= Lou Killen =

English folk singer

Louisa "Lou" Jo Killen (born Louis Killen; 10 January 1934 – 9 August 2013) was an English folk singer from Gateshead, Tyneside, who also played the English concertina.

== Career ==
Killen formed one of Britain's first folk clubs in 1958 in Newcastle upon Tyne, and became a professional folk singer in 1961. In the 1970s Killen recalled: "When I started Folk Song and Ballad in Newcastle in 1958 there weren't twenty folk clubs in the whole country, and when I left for the States (in 1966) there were maybe three hundred." Recordings of Killen singing some Tyneside songs were included on both The Iron Muse (Topic Records 12T86, 1963) and the revised version on CD (Topic Records TSCD465) issued in 1993. The accompanying book to the Topic Records 70 year anniversary boxed set Three Score and Ten has a dust jacket picture featuring Killen with Frankie Armstrong; and one of the songs featured on both albums of The Iron Muse, The Blackleg Miners is track six of the sixth CD in the set.

Killen emigrated to the United States in 1967 and worked with Pete Seeger before joining The Clancy Brothers. In 1971, the Clancy Brothers brought in the singer who had introduced the English concertina to the music mix, Lou Killen. They recorded two studio albums on the Audio Fidelity label: Save the Land and Show Me the Way. Their next, and final, album for Audio Fidelity was a live album, Live on St. Patrick's Day in 1973, recorded the previous year at the Bushnell Auditorium in Hartford, Connecticut.
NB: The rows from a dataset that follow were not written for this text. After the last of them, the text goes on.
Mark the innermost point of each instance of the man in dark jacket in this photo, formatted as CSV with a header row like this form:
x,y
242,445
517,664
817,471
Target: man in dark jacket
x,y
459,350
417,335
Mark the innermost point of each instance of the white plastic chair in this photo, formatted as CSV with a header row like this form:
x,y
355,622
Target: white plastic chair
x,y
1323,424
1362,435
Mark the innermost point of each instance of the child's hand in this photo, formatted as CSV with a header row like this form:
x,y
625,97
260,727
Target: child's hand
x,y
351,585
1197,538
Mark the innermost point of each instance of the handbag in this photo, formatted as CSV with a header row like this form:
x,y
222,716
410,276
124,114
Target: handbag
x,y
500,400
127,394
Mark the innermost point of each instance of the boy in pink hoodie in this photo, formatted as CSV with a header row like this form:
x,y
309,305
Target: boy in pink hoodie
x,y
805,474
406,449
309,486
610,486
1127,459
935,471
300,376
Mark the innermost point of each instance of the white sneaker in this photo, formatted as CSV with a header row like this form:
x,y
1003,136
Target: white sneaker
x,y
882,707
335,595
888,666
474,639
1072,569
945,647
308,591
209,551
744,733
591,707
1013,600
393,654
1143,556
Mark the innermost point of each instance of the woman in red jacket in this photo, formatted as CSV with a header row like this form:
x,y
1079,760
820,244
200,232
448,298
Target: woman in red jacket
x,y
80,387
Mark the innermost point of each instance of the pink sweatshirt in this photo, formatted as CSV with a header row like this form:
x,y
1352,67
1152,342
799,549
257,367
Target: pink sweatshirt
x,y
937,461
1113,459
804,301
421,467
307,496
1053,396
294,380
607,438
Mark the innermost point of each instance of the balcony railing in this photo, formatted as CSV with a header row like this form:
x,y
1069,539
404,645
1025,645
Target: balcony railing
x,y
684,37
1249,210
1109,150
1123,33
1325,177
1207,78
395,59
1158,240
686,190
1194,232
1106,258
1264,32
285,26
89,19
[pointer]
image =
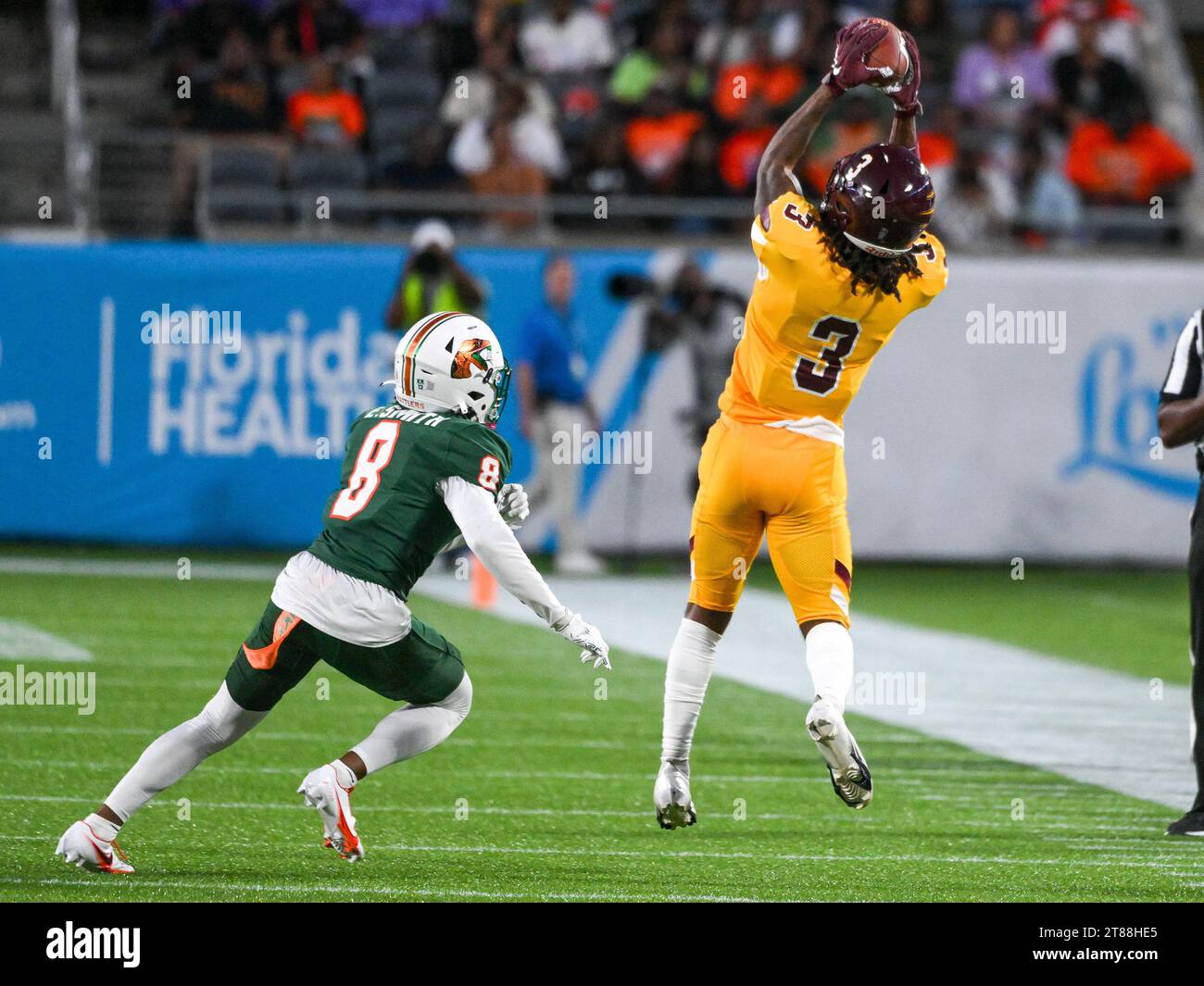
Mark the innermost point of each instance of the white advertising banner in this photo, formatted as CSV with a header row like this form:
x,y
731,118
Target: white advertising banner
x,y
1012,418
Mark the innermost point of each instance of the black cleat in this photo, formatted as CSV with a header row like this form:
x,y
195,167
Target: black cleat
x,y
1192,824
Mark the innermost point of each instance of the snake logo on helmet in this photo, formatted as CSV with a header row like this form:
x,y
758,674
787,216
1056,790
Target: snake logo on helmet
x,y
452,361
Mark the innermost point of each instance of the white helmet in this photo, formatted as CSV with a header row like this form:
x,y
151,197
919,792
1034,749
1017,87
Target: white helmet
x,y
452,361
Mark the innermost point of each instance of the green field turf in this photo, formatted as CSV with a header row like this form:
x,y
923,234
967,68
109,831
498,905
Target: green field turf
x,y
552,782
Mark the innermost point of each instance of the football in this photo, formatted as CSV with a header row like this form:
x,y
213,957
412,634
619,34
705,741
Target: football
x,y
890,55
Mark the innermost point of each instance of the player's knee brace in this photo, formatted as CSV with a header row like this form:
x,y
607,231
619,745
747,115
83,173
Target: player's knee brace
x,y
223,720
458,702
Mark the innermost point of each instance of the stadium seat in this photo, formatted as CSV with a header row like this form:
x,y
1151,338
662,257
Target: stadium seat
x,y
328,171
244,184
404,87
397,124
409,49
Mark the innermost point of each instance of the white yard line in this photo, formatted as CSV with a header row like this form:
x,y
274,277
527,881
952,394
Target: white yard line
x,y
1087,724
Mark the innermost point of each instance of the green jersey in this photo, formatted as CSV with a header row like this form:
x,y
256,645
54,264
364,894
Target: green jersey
x,y
386,521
In the mid-1970s Killen left the Clancys.

In the 1990s, Killen worked as the volunteer coordinator at the San Francisco Maritime Museum, also singing chanties there and interpreting to the public.

A few years before Killen's death, she underwent a gender reassignment to become Louisa Jo.

Killen died in 2013, at the age of 79.

==Selected discography==

=== Collaborations ===
- Isla Cameron and Lou Killen - The Waters of Tyne: Northumbrian Songs & Ballads (Prestige International, INT 13059, 1962)
- Louis Killen, Johnny Handle, Colin Ross - Along the Coaly Tyne: Old and New Northumbrian Songs (Topic Records, 12T189, 1968)
- Peter Bellamy with Louis Killen - Won't You Go My Way? (Argo, 1972)
- Lou & Sally Killen - Bright Shining Morning (Front Hall Records, FHR-06, 1975)
- Louis Killen, Jeff Warner, Gerret Warner, Fud Benson - Steady as She Goes: Songs and Chanties from the Days of Commercial Sail (Collector Records, 1977)
- Louis Killen, Stan Hugill and the X-Seamen's Institute - Sea Songs (Folkways Records, FTS 37311, 1979)

=== Solo recordings ===
Sources:
- Ballads and Broadsides (Topic Records, 12T126, 1965/2009)
- 50 South to 50 South (Seaport, SPT-102, 1972)
- Sea Chanteys (ESP-Disk', ESP 1085, 1973/1994). Also known as Good Ale.
- Old Songs, Old Friends (Front Hall, FH 012, 1978)
- Gallant Lads Are We: Songs of the British Industrial Revolution (Collector Records, 1932, 1980)
- The Rose in June (KnockOut!, KO-01, 1989)
- A Bonny Bunch (KnockOut!, KO-02, 1993)
- Sailors, Ships & Chanteys (KnockOut!, KO-03, 1995)
- A Seaman's Garland: Sailors, Ships & Chanteys, Vol. 2 (KnockOut!, KO-04, 1997)

=== Appearances on compilations ===
- The Iron Muse (A Panorama of Industrial Folk Music) (Topic Records, 12T86, 1963; TSCD465, 1993)
- Tommy Armstrong of Tyneside (Topic Records, 12T122, 1965/1997)

=== Lou Killen, Paddy Clancy, Tom Clancy, and Liam Clancy ===
- Show Me The Way Audio Fidelity Records (1972)
- Save the Land! Audio Fidelity Records (1972)
- Live on St. Patrick's Day Audio Fidelity Records (1973)
- The Clancy Brothers' Greatest Hits Vanguard Records (1973) – Vanguard LP/CD
  - This was reissued as 'Best of the Vanguard Years' with bonus material from the 1982 Live! album with Bobby Clancy and Robbie O'Connell.